Search code examples
scalaapache-sparkuser-defined-functions

Fitting LogisticRegression within a User Defined Fuction (UDF)


I've implemented the following code in Spark Scala:

import org.apache.spark.sql.SparkSession
import org.apache.spark.ml.classification._

object Hello {
    def main(args: Array[String]) = {

          val getLabel1Probability = udf((param1: Double, labeledEntries: Seq[Array[Double]]) => {

            val trainingData = labeledEntries.map(entry => (org.apache.spark.ml.linalg.Vectors.dense(entry(0)), entry(1))).toList.toDF("features", "label")
            val regression = new LogisticRegression()
            val fittingModel = regression.fit(trainingData)

            val prediction = fittingModel.predictProbability(org.apache.spark.ml.linalg.Vectors.dense(param1))
            val probability = prediction.toArray(1)

            probability
          })

          val df = Seq((1.0, Seq(Array(1.0, 0), Array(2.0, 1))), (3.0, Seq(Array(1.0, 0), Array(2.0, 1)))).toDF("Param1", "LabeledEntries")

          val dfWithLabel1Probability = df.withColumn(
                "Label1Probability", getLabel1Probability(
                  $"Param1",
                  $"LabeledEntries"
                )
          )
          display(dfWithLabel1Probability)
    }
}

Hello.main(Array())  

When running it on Databricks' notebook multi-node cluster (DBR (Databricks) 13.2, Spark 3.4.0 and Scala 2.12.), dfWithLabel1Probability's display gets shown.

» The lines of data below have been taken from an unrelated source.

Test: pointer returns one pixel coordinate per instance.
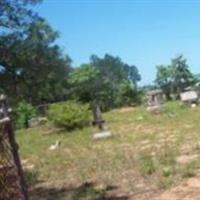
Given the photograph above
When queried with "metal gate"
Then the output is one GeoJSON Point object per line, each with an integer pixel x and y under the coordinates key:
{"type": "Point", "coordinates": [12, 185]}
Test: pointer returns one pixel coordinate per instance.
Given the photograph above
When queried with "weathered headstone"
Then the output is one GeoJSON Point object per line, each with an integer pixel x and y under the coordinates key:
{"type": "Point", "coordinates": [154, 100]}
{"type": "Point", "coordinates": [190, 97]}
{"type": "Point", "coordinates": [99, 122]}
{"type": "Point", "coordinates": [12, 185]}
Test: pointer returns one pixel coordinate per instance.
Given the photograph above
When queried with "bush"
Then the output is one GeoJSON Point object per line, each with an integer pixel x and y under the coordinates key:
{"type": "Point", "coordinates": [24, 112]}
{"type": "Point", "coordinates": [69, 115]}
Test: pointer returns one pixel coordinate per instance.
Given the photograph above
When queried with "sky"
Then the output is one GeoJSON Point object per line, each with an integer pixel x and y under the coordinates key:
{"type": "Point", "coordinates": [145, 33]}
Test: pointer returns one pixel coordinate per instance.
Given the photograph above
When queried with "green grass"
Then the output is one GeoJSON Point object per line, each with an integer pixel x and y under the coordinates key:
{"type": "Point", "coordinates": [143, 151]}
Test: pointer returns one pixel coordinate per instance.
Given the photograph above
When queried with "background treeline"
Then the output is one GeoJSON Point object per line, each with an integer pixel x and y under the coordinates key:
{"type": "Point", "coordinates": [34, 69]}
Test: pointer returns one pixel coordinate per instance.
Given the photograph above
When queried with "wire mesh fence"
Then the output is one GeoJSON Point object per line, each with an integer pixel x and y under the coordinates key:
{"type": "Point", "coordinates": [12, 186]}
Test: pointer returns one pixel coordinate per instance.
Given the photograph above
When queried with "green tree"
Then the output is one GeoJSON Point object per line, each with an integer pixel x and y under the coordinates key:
{"type": "Point", "coordinates": [182, 76]}
{"type": "Point", "coordinates": [102, 80]}
{"type": "Point", "coordinates": [32, 66]}
{"type": "Point", "coordinates": [164, 79]}
{"type": "Point", "coordinates": [174, 78]}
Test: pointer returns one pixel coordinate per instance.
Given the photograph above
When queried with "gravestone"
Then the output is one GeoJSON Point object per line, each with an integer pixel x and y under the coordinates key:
{"type": "Point", "coordinates": [189, 97]}
{"type": "Point", "coordinates": [154, 100]}
{"type": "Point", "coordinates": [12, 185]}
{"type": "Point", "coordinates": [99, 122]}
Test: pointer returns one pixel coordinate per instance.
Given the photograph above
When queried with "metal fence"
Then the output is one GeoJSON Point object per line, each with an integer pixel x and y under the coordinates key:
{"type": "Point", "coordinates": [12, 185]}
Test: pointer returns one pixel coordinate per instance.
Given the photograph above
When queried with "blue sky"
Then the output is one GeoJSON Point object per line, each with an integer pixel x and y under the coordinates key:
{"type": "Point", "coordinates": [145, 33]}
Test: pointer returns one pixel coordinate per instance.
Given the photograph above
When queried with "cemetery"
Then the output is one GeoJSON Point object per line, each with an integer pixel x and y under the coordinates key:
{"type": "Point", "coordinates": [91, 105]}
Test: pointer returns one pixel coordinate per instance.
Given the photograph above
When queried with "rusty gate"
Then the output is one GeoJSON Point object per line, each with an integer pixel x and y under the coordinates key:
{"type": "Point", "coordinates": [12, 185]}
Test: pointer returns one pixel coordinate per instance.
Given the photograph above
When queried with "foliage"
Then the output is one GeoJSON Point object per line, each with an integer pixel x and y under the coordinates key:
{"type": "Point", "coordinates": [31, 60]}
{"type": "Point", "coordinates": [69, 115]}
{"type": "Point", "coordinates": [103, 79]}
{"type": "Point", "coordinates": [174, 78]}
{"type": "Point", "coordinates": [24, 112]}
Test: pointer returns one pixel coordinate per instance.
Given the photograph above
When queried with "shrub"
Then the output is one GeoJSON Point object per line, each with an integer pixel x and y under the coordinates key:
{"type": "Point", "coordinates": [69, 115]}
{"type": "Point", "coordinates": [24, 112]}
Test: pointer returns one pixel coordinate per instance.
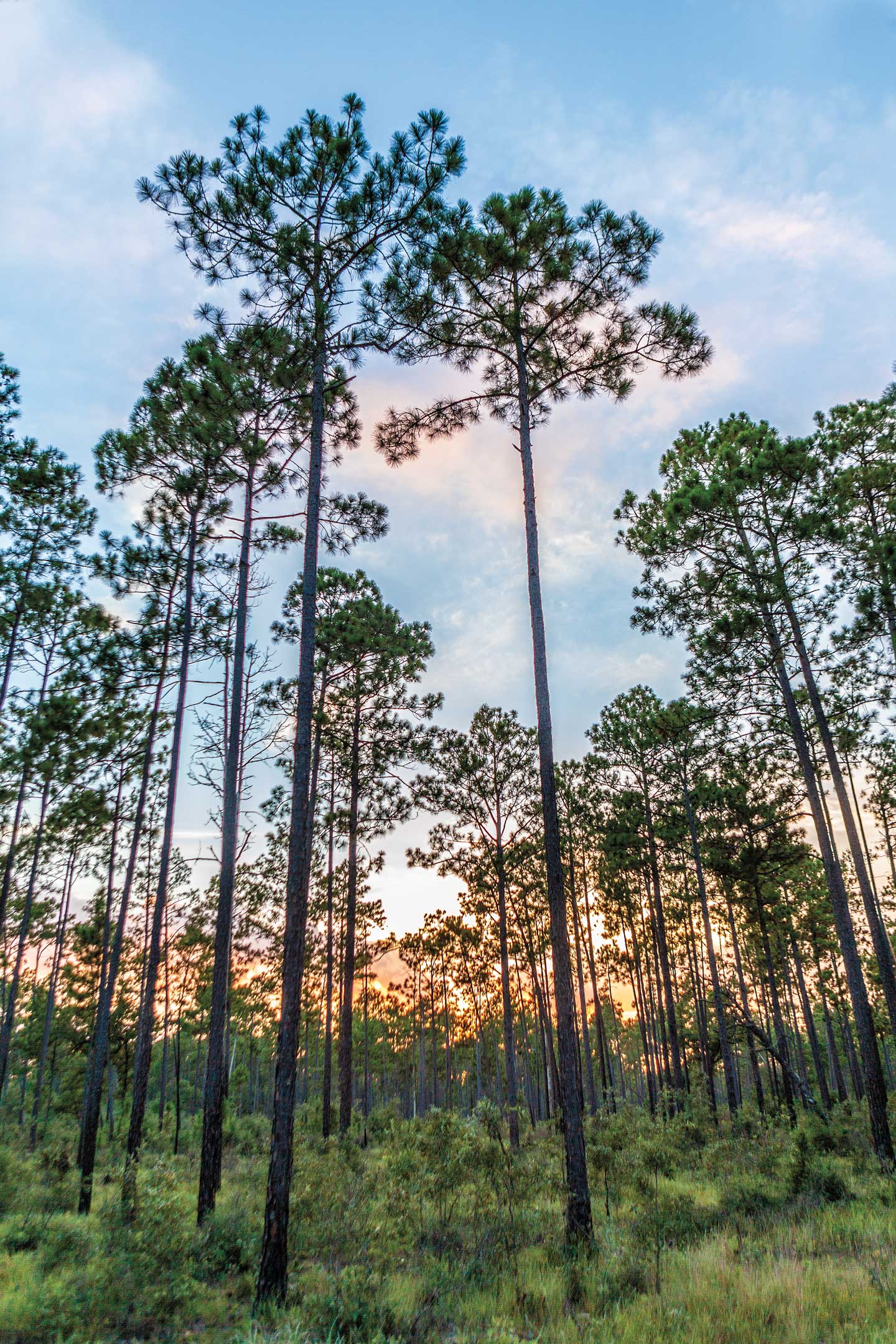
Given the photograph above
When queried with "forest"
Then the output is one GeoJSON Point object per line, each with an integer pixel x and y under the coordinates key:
{"type": "Point", "coordinates": [638, 1086]}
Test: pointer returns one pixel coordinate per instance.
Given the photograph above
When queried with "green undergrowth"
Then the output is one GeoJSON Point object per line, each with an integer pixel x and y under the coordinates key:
{"type": "Point", "coordinates": [437, 1233]}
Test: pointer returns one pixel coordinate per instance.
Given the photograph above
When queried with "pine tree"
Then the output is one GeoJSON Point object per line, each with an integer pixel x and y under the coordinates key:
{"type": "Point", "coordinates": [519, 293]}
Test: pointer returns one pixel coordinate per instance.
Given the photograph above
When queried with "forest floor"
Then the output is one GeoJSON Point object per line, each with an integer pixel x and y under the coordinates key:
{"type": "Point", "coordinates": [436, 1233]}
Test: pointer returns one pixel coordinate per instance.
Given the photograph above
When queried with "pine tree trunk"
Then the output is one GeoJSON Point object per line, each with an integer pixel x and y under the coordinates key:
{"type": "Point", "coordinates": [351, 910]}
{"type": "Point", "coordinates": [10, 1017]}
{"type": "Point", "coordinates": [724, 1045]}
{"type": "Point", "coordinates": [100, 1045]}
{"type": "Point", "coordinates": [327, 1090]}
{"type": "Point", "coordinates": [874, 1076]}
{"type": "Point", "coordinates": [510, 1053]}
{"type": "Point", "coordinates": [273, 1273]}
{"type": "Point", "coordinates": [745, 1004]}
{"type": "Point", "coordinates": [52, 999]}
{"type": "Point", "coordinates": [578, 1221]}
{"type": "Point", "coordinates": [215, 1060]}
{"type": "Point", "coordinates": [147, 1015]}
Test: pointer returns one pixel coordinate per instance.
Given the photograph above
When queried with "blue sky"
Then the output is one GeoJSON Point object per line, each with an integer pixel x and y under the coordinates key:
{"type": "Point", "coordinates": [758, 136]}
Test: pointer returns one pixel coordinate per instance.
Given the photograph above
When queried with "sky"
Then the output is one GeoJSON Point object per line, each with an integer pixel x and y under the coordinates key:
{"type": "Point", "coordinates": [758, 135]}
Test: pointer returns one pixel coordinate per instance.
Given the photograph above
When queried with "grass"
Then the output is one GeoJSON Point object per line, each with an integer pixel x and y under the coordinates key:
{"type": "Point", "coordinates": [433, 1237]}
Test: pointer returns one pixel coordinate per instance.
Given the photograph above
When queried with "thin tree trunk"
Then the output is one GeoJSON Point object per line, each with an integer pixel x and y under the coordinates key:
{"type": "Point", "coordinates": [215, 1062]}
{"type": "Point", "coordinates": [146, 1019]}
{"type": "Point", "coordinates": [274, 1260]}
{"type": "Point", "coordinates": [351, 910]}
{"type": "Point", "coordinates": [10, 1017]}
{"type": "Point", "coordinates": [578, 1221]}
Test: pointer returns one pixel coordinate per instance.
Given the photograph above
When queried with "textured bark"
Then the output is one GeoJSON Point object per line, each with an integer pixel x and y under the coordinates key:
{"type": "Point", "coordinates": [215, 1060]}
{"type": "Point", "coordinates": [147, 1015]}
{"type": "Point", "coordinates": [274, 1264]}
{"type": "Point", "coordinates": [872, 1071]}
{"type": "Point", "coordinates": [10, 1017]}
{"type": "Point", "coordinates": [724, 1045]}
{"type": "Point", "coordinates": [506, 1003]}
{"type": "Point", "coordinates": [351, 910]}
{"type": "Point", "coordinates": [100, 1045]}
{"type": "Point", "coordinates": [578, 1198]}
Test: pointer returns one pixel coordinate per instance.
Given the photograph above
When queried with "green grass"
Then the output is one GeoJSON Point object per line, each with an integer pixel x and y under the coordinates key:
{"type": "Point", "coordinates": [434, 1237]}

I have the following questions:

  • My understanding is that I should be getting a NullPointerException when creating the trainingData dataframe because _sqlContext is null within the udf. If so, why am I not getting it? Is it related to running it from Databricks' notebook? Is the behaviour non-deterministic?
  • If creating a dataframe is not allowed within a udf, how can I fit LogisticRegression with the data from a given dataframe's column? In the real example, I'm dealing with millions of rows for the dataframe so I would prefer avoiding the usage of Dataset's collect() to bring all those rows into driver's memory. Is there any alternative?

Thanks.


Solution

  • For the first question, if, instead, you run:

    val largedf = spark.range(100000).selectExpr("cast(id as double) Param1", "array(array(1.0, 0), array(2.0, 1)) LabeledEntries")
    
    val largedfWithLabel1Probability = largedf.withColumn(
        "Label1Probability", getLabel1Probability(
          $"Param1",
          $"LabeledEntries"
        )
    )
    
    display(largedfWithLabel1Probability)
    

    it will npe, as will range of 1, but using:

    (1 until 1000).map(a => (a.toDouble, Seq.. )).toDF..
    

    it will start processing at least. This is because toDF is using LocalRelation to build the data which is not sent to executors, whereas Range uses LeafNodes (executors) hence the exception.

    re the second question that could be worth putting as a separate top level question.